Fulbright honor gives adviser opportunity to follow in students’ footsteps
By Tom Gresham, University Public Affairs
When Sarah Carrier, academic advising coordinator in the Global Education Office at Virginia Commonwealth University, traveled to Germany and Belgium this fall as part of the Fulbright International Education Administrators program, she found time to visit with VCU students who were studying in the region. The students were not only excited to see her but also proud to share everything they had learned.
“You could tell how much they loved having a visitor from home,” Carrier said. “They got to be my tour guide and show me around. They were very excited to get to do that.”
Carrier applied to the Fulbright program for the opportunity to spend two weeks learning about higher education in Germany and Belgium, but she also wanted a fresh reminder of what the students she advises encounter when they choose to forego the familiar confines of Richmond to test themselves and learn in a foreign land. As part of her role at VCU, Carrier works with VCU students who are studying abroad at universities that have partnership agreements with VCU. She also advises international students who come to VCU as part of those partnership exchanges.
The Fulbright International Education Administrators program serves mid-career professionals. Candidates apply to programs held in various countries around the world. Carrier chose the program based in Germany because she was captivated by the higher education system in that country, particularly its success with STEM fields and its appeal to VCU students. The trip also included a stint in Belgium, where Carrier had studied as an undergraduate.
Carrier earned a master's degree in counselor education from the VCU School of Education in 2012.
Carrier and her fellow Fulbright recipients visited eight universities in Germany and Belgium during the trip. In addition to the campus visits, Carrier’s group participated in other related activities and events, such as a wide-ranging discussion at the European Commission regarding international student exchanges.
Carrier, who earned a master’s degree in counselor education from the VCU School of Education in 2012, said the trip proved to be an eye-opening, energizing experience. The opportunity to learn how other higher education institutions work with their students and tackle particular challenges offered valuable insight. For instance, she was struck by Germany’s commitment to providing training and education to its large refugee population and by the tight-knit relationship forged in the country between higher education and industry. Carrier said each school she visited offered unique lessons and perspectives that expanded her worldview.
Carrier also found herself navigating many of the same day-to-day issues that her students face on their own trips.
“Working in international education, it’s reinvigorating to get to do a program like this one,” Carrier said. “It’s excites me and it helps me prepare students for their international experiences. When I can do something that’s academic — and not just travel — it helps me help students when they ask certain questions. It reminds me of the type of stuff that they need to know to have a great experience. I can get back into their mindset better.”
Carrier said one of the key advantages of the trip was the professional connections she made on behalf of herself and the Global Education Office.
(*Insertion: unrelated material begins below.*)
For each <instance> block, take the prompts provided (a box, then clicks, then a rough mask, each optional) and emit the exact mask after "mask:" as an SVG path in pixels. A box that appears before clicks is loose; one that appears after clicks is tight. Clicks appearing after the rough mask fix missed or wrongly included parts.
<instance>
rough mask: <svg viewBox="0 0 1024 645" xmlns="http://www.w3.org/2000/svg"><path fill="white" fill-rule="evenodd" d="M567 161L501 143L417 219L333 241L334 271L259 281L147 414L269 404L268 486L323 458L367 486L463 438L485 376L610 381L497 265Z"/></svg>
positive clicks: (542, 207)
Carrier and her fellow Fulbright participants attended events at the U.S. Embassies in Brussels and Berlin, mixing socially with members of the State Department and with American faculty and students also there on Fulbright programs. Carrier routinely speaks with VCU students who have studied abroad about applying for Fulbright grants through the National Scholarship Office, and she embraced the chance to quiz Fulbright students in the midst of a trip and gain new insight she could share with VCU students.
Carrier said the advantages of participating in a Fulbright program will endure now that she has returned stateside.
“You’ve got a network of Fulbrighters after you get back home,” Carrier said. “I can now tap into my Fulbright network when I’ve got questions or I’m looking for ideas about places we might be exploring for VCU programs. I also might be able to build on those relationships to create new partnerships.”
Back on campus at VCU, Carrier has been keenly aware of the boost her two weeks away provided for her and her career.
“It was a really good fit for me for my professional goals and for our goals as an office,” Carrier said. “Something like this gives you a chance to meet other people and think about more creative things you could be doing. Sometimes, it takes something like this to shake you up a bit and reawaken your creativity.”